M. Amara refusait de voir un élève jeté à la rue, il faisait tout ce qui était en ses moyens pour leur accorder des chances. Incontestablement, le lycée Chafaï, qui porte le nom d’un chahid de la région, est intimement lié au personnage qu’est Amara Ahmed, celui que l’on appelait M. le directeur, une fois au collège et M. le maire dans l’enceinte de l’APC. Il ressort des entretiens que nous avons eus que peu de jeunes connaissent l’homme qu’il était, mais d’autres se souviennent d’un homme doté d’une forte personnalité, d’une grande intelligence et d’une fermeté qui ne faisait pas de discrimination entre les riches et les pauvres. Son sens de l’équité était également apprécié, il ne pouvait en être autrement de la part d’un homme qui n’avait jamais renié ses origines rurales étant donné qu’il portait le fameux pantalon Kaâda (seroual el ma kaada). Amara Ahmed s’était juré que la construction d’un lycée à Bordj Menaïel serait une affaire personnelle qu’il mènerait dans le cadre d’un combat juste et légitime. D’ailleurs, il avait entièrement raison de s’en tenir à ses objectifs. Il n’échappe à personne aujourd’hui que le lycée Chafaï est considéré comme étant le doyen des établissements secondaires dans la wilaya de Boumerdès qui est devenue en quelque sorte la fierté de la ville de Bordj Menaïel.
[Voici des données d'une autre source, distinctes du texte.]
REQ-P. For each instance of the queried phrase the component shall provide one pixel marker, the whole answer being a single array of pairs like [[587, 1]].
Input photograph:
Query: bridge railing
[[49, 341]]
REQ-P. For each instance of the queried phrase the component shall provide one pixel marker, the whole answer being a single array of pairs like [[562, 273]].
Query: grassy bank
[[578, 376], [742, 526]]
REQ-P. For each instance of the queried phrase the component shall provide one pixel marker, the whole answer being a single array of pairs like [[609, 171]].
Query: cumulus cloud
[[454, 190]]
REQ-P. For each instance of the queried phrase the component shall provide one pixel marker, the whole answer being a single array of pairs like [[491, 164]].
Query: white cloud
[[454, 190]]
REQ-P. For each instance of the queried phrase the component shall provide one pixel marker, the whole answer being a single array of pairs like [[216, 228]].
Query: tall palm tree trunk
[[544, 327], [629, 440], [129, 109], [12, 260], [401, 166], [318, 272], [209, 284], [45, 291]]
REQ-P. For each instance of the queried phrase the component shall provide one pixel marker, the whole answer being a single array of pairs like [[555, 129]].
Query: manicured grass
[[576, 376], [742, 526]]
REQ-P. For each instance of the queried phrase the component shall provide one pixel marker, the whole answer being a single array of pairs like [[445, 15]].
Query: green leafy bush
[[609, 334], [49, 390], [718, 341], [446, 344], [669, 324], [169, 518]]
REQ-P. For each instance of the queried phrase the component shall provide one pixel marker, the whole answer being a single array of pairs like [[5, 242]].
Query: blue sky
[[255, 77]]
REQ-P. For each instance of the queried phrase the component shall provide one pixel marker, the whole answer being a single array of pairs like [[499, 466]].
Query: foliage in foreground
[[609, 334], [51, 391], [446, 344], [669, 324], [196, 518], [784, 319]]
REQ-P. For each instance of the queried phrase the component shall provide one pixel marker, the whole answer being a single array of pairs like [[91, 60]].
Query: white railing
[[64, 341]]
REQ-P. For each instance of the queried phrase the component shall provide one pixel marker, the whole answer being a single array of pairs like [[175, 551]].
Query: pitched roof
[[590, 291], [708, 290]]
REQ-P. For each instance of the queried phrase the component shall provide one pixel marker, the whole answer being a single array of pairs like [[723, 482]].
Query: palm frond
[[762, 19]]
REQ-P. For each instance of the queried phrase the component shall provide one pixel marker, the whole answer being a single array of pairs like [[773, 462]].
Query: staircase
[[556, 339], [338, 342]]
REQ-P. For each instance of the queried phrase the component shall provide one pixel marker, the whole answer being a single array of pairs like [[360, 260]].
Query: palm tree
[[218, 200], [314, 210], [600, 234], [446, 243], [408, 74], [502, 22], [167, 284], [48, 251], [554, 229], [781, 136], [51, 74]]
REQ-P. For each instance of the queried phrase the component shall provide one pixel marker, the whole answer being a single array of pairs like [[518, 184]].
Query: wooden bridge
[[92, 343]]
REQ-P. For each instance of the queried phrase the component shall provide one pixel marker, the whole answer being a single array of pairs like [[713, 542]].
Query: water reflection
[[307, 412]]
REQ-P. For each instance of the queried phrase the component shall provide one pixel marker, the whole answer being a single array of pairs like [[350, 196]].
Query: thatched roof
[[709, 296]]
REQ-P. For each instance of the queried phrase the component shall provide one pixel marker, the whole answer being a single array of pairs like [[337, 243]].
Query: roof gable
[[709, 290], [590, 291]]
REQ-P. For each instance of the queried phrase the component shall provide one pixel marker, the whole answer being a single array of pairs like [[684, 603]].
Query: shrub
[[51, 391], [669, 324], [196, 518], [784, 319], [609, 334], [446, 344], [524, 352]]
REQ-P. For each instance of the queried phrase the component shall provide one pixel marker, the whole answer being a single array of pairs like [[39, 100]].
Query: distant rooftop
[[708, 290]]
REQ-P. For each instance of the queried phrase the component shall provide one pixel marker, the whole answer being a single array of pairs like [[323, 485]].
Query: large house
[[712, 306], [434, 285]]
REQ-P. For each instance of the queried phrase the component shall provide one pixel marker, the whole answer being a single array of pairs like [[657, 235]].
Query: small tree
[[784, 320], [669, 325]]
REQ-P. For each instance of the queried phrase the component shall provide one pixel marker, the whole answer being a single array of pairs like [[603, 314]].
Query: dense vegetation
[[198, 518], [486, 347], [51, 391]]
Réaliser un lycée dans les années 1970 relevait de l’utopie, c’était quelque chose d’inimaginable à l’époque, au-delà même du prestige et des résultats probants.
Eh oui, c’est toute la clairvoyance d’un homme qui a beaucoup donné au secteur éducatif. Ce qui n’est plus le cas actuellement, le lycée Chafaï Ahmed a perdu de sa notoriété, les conditions de scolarisation décriées, et le lycée se dégrade de plus en plus et cela depuis le séisme du 21 mai 2003 qui a endommagé la structure de l’établissement, les parents d’élèves sont en colère à cause de cette situation qui ne fait qu’empirer et des élèves qui ne cessent d’afficher leur inertie, et des responsables locaux APC/APW, des élus qui ont tourné le dos à cette institution vieille de 50 ans : il n’y a aucune amélioration des conditions de scolarisation des enfants. Le lycée Chafaï Ahmed a été frappé de plein fouet par le tremblement de terre du 21 mai 2003, chose qui a contraint les responsables du secteur à l’époque, par l’intermédiaire de Mme Saheb Tassadit, d’implanter des classes en préfabriqué pour permettre aux élèves de poursuivre leurs études, mais malheureusement contre toute attente, le provisoire qui devait laisser place à un nouveau projet d’infrastructure éducative n’a fait que durer et faire endurer au même moment un véritable calvaire aux élèves, et ce depuis dix- sept ans. Au jour d’aujourd’hui, les élèves poursuivent leurs études dans des conditions lamentables, dans des classes dépourvues de toutes commodités, les classes sont abîmées, laissant entrer l’eau de pluie en hiver et une chaleur suffocante en été.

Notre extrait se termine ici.